NSA wiretaps: Why was the existing secret warrant system circumvented?

by Jack Grant

Amid all the sound and fury over the revelation of NSA monitoring of international communications of US citizens without warrants, something fundamental is being overlooked as the usual suspects give their usually suspect blatherings that are more predictible than the rising of the sun in the east every morning.

The situation is summarized best by Lt. Col Rick Francona, USAF (Retired) a military analyst for MSNBC in “NSA - Spying on Americans?” at Hardblogger on the MSNBC web site:

The governing document for this situation is United States Signals Intelligence Directive (USSID) 18. I worked in the U.S. SIGINT System for many years — this directive is taken seriously. From what I have observed, violation of USSID 18 is a career-ending event. NSA requires that its officers and military personnel assigned there to complete annual USSID 18 training.

The long-established mechanism to authorize the intercept of internal or U.S.-entity communications is via a federal warrant issued under the provisions of the Foreign Intelligence Surveillance Act (FISA), most often referred to as “a FISA warrant.” It is the FISA court that provides oversight to ensure that NSA’s actions are in fact necessary and in keeping with U.S. law. USSID 18 also permits collection of these U.S. communications when authorized by the Attorney General in exceptional circumstances (emergencies, imminent danger, threat to life, etc.).

My question: Was an Executive Order needed? Were the existing provisions of FISA not sufficient to authorize NSA collection of these communications? Since very few FISA requests are turned down, what special situations arose that were not covered by the FISA?

This is the key question that has been in my mind ever since the story first appeared.
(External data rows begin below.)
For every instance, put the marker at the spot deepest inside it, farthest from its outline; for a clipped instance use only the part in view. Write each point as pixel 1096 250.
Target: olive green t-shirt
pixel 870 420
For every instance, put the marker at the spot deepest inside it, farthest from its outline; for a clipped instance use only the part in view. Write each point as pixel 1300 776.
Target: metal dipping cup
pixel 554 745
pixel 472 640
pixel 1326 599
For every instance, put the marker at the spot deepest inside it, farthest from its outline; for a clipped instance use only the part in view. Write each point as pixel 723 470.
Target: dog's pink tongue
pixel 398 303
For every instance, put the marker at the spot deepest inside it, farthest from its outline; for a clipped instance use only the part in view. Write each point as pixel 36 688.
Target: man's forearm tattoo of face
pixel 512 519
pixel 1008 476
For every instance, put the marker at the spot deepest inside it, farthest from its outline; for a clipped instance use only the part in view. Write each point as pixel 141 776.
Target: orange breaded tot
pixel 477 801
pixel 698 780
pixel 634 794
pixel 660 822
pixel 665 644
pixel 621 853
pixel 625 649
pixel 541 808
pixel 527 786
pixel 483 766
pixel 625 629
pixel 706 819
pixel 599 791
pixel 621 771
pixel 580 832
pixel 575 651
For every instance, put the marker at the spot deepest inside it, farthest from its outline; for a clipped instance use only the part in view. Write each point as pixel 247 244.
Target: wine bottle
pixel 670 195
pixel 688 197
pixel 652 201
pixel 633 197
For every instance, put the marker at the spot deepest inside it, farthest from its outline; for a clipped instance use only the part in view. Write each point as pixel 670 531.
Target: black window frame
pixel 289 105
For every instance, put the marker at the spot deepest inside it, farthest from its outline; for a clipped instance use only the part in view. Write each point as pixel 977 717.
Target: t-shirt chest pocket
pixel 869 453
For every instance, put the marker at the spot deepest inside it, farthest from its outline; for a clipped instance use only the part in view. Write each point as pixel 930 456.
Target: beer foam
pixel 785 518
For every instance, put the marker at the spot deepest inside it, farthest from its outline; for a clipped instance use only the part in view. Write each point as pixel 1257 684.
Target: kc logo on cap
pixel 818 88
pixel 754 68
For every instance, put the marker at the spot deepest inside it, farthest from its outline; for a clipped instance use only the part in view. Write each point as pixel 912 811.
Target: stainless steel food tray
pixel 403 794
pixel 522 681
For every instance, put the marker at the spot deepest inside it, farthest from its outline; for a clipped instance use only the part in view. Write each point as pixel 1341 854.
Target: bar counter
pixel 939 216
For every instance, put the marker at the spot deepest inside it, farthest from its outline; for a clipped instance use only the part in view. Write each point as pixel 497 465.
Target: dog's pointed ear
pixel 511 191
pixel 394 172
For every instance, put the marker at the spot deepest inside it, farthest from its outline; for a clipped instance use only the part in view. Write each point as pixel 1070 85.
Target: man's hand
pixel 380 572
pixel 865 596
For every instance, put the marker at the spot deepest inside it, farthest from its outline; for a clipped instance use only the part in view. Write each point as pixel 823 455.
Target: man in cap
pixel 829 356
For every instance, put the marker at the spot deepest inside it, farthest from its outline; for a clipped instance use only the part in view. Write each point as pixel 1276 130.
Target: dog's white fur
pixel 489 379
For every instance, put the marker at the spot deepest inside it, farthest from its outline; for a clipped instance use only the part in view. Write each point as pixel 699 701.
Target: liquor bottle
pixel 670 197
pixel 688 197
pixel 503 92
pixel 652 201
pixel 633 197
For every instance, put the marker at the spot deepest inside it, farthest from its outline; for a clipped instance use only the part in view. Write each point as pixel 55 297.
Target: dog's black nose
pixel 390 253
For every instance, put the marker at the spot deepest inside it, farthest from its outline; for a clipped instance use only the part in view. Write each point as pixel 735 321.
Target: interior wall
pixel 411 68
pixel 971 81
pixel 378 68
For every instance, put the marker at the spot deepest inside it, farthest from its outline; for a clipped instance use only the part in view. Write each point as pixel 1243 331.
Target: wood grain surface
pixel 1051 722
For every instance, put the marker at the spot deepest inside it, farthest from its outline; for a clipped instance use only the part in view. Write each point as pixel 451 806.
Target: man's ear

This question needs to be answered, but until then it should be noted that this administration has not shown a tendency towards preserving the individual freedoms enshrined in the Constitution and the Bill of Rights. To the contrary, the administration appears to be trying to circumvent the checks-and-balances system in order to allow the executive branch to operate without any restraints. Because of that history, I view this executive order with extreme suspicion.

To quote correctly (rather than mangle it as President George W. Bush once did): Fool me once, shame on you. Fool me twice, shame on me.

Patterns are important, and reveal more than the actors creating the patterns realize.

Once is happenstance.

Twice is coincidence.

Three occurrances? Time to look more closely, boys and girls.